The U.S. economy is strengthening, but its long-term sustainability is questionable, Federal Reserve Bank of Atlanta President Dennis Lockhart said Thursday in a speech on Monetary Policy and the Credit Channel.
Speaking at the annual Banking Outlook Conference in Atlanta, Lockhart said that although there are signs of a strengthening economy in recent data as well as anecdotal evidence, the 32-month-old recovery "is still getting its legs."
Looking forward, Lockhart said his assessment of the "challenges facing the unemployment gap" require "sustained, extraordinary support for what is, like it or not, a gradual process."
"The economy is generating jobs, and unemployment has come down. Still, there remain significant levels of unused and underutilized resources in the economy, especially human resources. The economy remains far from its optimal condition," said Lockhart.
"I think there's no doubt that the performance of the economy is incredibly disappointing," said Dr. Lawrence Christiano, Alfred W. Chase Professor of Economics at Northwestern University, responding to a report of the speech.
In light of continued high unemployment, Lockhart advocated for a continuation of the Fed's low interest rate policy with the goal of closing "the employment gap."
Moreover, low funding costs combined with high bank reserves have not created broad growth in loans, and due to supply and demand factors, "the interest rate sensitivity of the U.S. economy has been dampened," he said.
Constriction of the monetary transmission mechanism is caused by the fact that low interest rates do not currently seem to be increasing credit growth and that demand for bankable loans is not being matched despite sufficient liquidity, Lockhart asserted. The ultimate result of this is that "demand for goods and services remains subdued and the added employment that growing final demand ought to generate is slow to materialize."
However, there is debate about the Fed's policy, including a line of thought that a push to increase demand would ultimately "compromise the Fed's price stability mandate" -- i.e., its mission to contain inflation -- rather than "improve the prospects for lower unemployment," Lockhart said.

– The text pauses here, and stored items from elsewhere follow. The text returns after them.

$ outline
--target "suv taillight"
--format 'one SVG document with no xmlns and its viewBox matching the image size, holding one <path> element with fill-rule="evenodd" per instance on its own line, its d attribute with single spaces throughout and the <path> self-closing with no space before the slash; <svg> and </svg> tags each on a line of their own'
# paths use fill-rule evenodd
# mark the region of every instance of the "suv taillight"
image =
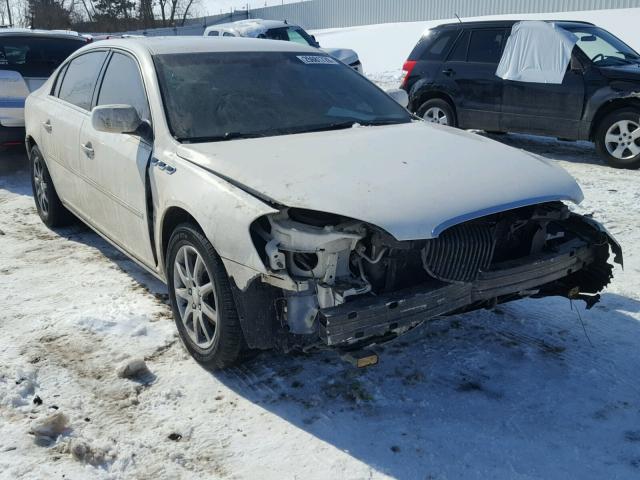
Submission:
<svg viewBox="0 0 640 480">
<path fill-rule="evenodd" d="M 404 65 L 402 66 L 402 76 L 400 77 L 401 87 L 404 87 L 407 84 L 407 80 L 409 79 L 411 72 L 415 68 L 416 63 L 418 62 L 416 62 L 415 60 L 407 60 L 406 62 L 404 62 Z"/>
</svg>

The Federal Reserve has a dual mandate under the Federal Reserve Act to maximize employment while maintaining stable prices. "Inflation is low and unemployment is high, and their legal mandate only points one direction," said Christiano, arguing that the Fed was right to focus on unemployment by keeping interest rates low.
"The number of people not working just dropped and stuck there [as opposed to the rate of unemployment]," Christiano continued. "It's incorrect to view inflation as a problem right now."
Lockhart remains cautious about expanding the Fed's balance sheet due to what he described as a "constriction of the transmission mechanism of monetary policy through credit channels."
Lockhart further expressed skepticism that an expansion of the Fed's balance sheet would provide enough benefits to outweigh "longer-term potential costs, including the risk to the Fed's medium-term inflation outlook."
In the end Lockhart's speech was not earth-shattering, as he returned to the fundamental requirements of the Fed's dual mandate. "As a policymaker, I weigh these divergent views and the policy stances they suggest by asking what policy balance will promote the most robust sustainable growth and the healthiest overall employment markets in the context of price stability."